Decisão · STF

STF ADI 4888

Rel. CÁRMEN LÚCIATribunal Plenojulgado em 2020-11-11publicado em 2020-11-25
GERAL
AÇÃO DIRETA DE INCONSTITUCIONALIDADE. CONSTITUCIONAL. ALEGADA INCONSTITUCIONALIDADE FORMAL DA EMENDA CONSTITUCIONAL N. 41/2003. REFORMA DA PREVIDÊNCIA. VÍCIO POR QUEBRA DE DECORO PARLAMENTAR. PRINCÍPIO CONSTITUCIONALIDADE DA MORALIDADE. NÚMERO DE VOTOS TIDOS COMO ILEGÍTIMOS: INSUFICIÊNCIA PARA COMPROMETER A APROVAÇÃO DA EMENDA CONSTITUCIONAL. RESPEITO AO QUÓRUM CONSTITUCIONAL EXIGIDO. AÇÃO DIRETA EM PARTE NÃO CONHECIDA, E NA OUTRA PARTE, JULGADA IMPROCEDENTE. 1. Presente a pertinência temática e os requisitos legais e jurisprudenciais, é parte legítima ativa para o ajuizamento da ação direta de inconstitucionalidade a Confederação dos Servidores Públicos do Brasil – CSPB. Precedentes. 2. Ausência de argumentação da Autora quanto à inconstitucionalidade material do art. 1º e art. 4º da Emenda Constitucional n. 41/2003: ação não conhecida nessa parte (art. 3º da Lei n. 9.868/1999). 3. As emendas constitucionais são passíveis de controle abstrato de constitucionalidade.

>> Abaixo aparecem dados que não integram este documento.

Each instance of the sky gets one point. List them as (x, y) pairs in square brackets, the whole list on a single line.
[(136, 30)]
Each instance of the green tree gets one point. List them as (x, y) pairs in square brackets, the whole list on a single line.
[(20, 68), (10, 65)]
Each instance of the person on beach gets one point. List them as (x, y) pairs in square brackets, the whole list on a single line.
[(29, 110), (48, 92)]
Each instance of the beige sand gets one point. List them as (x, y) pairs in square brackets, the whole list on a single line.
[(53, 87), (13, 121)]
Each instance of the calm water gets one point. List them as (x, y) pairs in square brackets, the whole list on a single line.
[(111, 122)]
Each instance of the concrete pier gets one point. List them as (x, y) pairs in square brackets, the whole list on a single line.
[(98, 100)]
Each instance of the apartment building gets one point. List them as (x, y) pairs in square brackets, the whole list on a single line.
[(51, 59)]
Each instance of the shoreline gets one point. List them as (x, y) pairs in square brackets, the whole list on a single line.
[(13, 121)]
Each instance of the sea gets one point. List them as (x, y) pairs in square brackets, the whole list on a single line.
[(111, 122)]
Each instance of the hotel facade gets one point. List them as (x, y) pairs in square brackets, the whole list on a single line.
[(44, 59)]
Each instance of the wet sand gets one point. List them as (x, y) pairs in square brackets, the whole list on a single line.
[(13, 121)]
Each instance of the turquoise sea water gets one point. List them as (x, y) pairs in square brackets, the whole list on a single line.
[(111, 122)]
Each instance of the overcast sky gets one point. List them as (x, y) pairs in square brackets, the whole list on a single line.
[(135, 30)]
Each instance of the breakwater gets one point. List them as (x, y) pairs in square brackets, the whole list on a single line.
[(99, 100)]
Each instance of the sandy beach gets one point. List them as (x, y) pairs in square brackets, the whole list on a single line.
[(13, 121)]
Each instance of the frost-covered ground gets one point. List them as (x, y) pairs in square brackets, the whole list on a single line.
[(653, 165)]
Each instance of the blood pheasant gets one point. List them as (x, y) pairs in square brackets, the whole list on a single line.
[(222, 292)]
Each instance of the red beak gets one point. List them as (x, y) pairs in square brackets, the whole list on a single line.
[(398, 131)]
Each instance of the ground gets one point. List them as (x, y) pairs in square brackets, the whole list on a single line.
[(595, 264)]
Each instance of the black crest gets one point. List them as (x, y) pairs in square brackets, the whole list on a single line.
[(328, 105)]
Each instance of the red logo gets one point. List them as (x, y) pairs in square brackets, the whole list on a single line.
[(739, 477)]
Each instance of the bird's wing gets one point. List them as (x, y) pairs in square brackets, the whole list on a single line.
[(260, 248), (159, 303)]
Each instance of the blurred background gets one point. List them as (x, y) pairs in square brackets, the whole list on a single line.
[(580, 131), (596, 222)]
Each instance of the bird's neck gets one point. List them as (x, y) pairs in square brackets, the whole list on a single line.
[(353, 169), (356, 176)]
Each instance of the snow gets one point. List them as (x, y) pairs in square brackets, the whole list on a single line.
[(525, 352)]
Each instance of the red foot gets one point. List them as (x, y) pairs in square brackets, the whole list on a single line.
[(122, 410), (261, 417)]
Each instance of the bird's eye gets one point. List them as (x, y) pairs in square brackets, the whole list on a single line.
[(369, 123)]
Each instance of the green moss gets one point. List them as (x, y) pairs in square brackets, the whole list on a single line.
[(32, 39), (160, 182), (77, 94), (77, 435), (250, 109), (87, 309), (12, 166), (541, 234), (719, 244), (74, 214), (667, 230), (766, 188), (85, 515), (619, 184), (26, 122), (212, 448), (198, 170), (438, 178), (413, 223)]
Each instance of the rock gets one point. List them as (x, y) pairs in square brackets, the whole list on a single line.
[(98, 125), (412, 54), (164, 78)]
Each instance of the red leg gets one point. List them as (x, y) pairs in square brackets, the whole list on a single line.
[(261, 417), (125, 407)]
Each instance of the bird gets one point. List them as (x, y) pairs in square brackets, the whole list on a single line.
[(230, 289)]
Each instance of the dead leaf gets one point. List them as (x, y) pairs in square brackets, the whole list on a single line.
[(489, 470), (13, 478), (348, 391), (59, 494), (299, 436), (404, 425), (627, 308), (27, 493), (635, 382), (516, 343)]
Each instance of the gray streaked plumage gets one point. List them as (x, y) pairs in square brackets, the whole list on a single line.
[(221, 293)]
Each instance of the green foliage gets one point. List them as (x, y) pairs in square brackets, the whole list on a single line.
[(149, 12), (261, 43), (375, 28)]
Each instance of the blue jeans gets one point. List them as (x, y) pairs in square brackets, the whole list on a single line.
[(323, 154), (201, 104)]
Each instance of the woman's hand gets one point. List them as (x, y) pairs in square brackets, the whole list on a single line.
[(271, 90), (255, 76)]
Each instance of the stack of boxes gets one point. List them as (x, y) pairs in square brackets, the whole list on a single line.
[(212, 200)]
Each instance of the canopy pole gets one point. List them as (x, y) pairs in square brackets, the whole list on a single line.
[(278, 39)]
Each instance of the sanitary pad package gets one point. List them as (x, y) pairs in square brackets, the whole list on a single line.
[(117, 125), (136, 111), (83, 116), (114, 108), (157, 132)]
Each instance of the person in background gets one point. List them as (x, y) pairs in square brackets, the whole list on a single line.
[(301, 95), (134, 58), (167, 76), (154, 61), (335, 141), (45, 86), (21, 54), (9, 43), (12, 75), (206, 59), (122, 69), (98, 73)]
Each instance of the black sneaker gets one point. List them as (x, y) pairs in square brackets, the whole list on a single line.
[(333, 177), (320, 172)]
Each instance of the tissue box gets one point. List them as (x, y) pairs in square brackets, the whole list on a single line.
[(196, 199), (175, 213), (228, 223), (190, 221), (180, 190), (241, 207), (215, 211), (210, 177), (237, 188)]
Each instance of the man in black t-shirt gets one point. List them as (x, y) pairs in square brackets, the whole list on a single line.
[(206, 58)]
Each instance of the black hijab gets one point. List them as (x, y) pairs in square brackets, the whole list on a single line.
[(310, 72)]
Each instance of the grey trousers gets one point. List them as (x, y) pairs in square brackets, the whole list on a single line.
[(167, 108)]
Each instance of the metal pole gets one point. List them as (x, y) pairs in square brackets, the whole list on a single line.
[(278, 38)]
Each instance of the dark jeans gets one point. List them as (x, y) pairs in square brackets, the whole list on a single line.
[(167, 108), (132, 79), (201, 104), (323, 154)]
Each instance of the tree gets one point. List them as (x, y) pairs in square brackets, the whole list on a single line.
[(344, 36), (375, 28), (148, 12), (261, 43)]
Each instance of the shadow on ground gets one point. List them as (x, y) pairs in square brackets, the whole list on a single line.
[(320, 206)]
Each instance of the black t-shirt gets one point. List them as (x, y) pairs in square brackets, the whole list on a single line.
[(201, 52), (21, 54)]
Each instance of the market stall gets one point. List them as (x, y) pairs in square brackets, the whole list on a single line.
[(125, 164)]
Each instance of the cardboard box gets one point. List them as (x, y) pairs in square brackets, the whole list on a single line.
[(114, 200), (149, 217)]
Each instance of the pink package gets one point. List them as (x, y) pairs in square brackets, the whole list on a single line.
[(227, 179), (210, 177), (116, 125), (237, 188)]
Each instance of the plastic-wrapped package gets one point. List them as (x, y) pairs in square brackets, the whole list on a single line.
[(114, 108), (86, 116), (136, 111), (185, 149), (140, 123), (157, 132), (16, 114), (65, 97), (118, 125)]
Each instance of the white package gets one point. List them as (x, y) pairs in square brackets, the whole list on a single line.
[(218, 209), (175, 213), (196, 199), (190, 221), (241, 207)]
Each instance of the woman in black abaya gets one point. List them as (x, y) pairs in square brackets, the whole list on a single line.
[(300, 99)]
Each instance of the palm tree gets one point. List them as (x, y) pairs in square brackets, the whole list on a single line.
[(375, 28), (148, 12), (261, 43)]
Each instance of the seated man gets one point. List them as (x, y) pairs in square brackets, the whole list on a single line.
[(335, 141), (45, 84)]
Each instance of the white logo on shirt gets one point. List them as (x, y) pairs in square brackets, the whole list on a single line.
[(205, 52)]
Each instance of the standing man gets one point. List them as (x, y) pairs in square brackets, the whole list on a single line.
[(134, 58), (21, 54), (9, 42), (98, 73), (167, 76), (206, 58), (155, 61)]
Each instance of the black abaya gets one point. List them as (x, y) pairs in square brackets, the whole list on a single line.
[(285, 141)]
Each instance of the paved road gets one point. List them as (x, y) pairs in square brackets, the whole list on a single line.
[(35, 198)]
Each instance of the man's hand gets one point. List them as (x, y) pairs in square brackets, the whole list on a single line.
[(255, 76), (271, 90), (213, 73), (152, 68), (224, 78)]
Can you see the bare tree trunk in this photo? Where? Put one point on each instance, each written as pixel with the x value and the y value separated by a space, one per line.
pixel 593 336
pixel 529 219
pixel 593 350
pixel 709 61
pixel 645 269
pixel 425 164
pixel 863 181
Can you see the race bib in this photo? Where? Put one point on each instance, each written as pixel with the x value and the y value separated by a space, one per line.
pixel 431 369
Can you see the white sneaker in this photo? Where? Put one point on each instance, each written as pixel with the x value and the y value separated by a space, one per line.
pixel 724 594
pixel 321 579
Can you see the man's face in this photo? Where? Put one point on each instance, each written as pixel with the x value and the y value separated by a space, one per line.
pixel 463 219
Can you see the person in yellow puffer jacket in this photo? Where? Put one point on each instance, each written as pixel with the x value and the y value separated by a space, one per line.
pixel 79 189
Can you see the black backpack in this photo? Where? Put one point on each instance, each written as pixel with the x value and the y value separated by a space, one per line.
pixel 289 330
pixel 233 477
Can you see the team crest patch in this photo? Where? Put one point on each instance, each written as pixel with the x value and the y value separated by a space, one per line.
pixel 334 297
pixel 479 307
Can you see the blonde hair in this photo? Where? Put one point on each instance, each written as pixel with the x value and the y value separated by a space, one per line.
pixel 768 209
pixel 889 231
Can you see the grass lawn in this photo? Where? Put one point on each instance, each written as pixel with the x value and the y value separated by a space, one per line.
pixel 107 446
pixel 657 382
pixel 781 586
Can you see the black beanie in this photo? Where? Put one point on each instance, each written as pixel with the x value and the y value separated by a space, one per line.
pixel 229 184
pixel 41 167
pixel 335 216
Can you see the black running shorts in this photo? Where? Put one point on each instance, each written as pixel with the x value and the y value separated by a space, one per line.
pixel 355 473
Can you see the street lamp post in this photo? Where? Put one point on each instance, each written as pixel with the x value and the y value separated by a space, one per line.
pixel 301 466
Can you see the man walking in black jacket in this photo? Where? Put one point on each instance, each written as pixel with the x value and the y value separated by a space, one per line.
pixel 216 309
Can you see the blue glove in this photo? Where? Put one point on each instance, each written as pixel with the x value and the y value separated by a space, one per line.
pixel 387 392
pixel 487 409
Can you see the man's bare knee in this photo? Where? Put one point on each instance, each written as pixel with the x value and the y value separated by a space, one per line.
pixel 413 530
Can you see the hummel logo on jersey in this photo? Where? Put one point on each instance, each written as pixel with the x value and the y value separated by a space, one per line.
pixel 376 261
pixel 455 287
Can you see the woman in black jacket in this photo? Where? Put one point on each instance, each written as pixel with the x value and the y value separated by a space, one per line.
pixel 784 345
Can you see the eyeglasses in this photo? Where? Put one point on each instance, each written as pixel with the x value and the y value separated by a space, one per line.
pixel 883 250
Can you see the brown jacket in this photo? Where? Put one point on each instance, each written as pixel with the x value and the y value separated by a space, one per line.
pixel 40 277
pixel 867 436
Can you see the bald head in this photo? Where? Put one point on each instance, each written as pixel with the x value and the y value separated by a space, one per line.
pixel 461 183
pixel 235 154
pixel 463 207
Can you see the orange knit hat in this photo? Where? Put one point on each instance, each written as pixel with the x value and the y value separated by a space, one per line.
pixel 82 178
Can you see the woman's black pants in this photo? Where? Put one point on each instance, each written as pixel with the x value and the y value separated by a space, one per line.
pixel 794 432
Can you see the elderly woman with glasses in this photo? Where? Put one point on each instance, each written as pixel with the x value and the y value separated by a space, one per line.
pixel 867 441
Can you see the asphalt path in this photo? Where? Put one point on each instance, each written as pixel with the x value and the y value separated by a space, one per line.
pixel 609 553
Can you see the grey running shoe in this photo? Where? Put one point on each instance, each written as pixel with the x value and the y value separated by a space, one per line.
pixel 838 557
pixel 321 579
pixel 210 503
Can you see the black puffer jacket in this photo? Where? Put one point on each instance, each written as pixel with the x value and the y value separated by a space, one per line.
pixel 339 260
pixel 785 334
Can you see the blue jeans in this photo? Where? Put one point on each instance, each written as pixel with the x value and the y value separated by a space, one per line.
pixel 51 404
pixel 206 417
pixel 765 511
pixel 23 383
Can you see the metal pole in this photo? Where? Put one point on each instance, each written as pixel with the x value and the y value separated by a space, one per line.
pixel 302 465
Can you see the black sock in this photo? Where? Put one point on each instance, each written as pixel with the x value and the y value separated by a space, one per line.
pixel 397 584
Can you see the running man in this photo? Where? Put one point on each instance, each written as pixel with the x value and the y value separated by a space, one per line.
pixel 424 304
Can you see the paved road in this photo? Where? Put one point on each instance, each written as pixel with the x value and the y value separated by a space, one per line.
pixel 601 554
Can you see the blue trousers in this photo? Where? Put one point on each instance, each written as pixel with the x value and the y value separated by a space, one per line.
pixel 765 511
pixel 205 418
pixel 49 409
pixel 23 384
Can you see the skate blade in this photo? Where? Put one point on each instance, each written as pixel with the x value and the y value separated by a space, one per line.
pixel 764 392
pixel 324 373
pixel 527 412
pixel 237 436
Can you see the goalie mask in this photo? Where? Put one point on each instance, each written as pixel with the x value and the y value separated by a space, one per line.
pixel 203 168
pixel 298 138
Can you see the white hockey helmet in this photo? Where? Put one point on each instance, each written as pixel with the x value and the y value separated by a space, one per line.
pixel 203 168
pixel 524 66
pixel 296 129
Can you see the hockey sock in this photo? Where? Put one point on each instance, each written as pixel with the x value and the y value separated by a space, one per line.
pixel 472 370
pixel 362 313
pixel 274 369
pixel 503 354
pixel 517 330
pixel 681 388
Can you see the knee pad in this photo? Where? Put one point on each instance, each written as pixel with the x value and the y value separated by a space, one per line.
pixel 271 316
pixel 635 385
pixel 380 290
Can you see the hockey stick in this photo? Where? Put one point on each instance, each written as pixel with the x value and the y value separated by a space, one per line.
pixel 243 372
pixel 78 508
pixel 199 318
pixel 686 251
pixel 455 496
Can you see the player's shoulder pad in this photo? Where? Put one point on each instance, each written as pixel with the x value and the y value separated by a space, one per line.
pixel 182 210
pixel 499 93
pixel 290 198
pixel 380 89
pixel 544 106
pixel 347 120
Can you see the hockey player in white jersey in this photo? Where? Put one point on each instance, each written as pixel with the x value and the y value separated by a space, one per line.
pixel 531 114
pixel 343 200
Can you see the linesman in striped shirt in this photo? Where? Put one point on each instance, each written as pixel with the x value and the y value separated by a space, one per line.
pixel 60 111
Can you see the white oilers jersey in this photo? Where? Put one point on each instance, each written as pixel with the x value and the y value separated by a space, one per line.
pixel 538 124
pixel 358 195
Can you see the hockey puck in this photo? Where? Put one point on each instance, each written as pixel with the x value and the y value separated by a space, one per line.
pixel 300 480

Precedentes. 4. O vício que corrompe a vontade do parlamentar ofende o devido processo legislativo contrariando o princípio democrático e a moralidade administrativa. 5. Quebra do decoro parlamentar pela conduta ilegítima de malversação do uso da prerrogativa do voto pelo parlamentar configura crise de representação. 6. No caso, o número alegado de “votos comprados” não se comprova suficiente para comprometer o resultado das votações ocorridas na aprovação da emenda constitucional n. 41//2003. Respeitado o rígido quórum exigido pela Constituição da República. Precedentes. Ação direta de inconstitucionalidade em parte não conhecida, e na outra parte, julgada improcedente.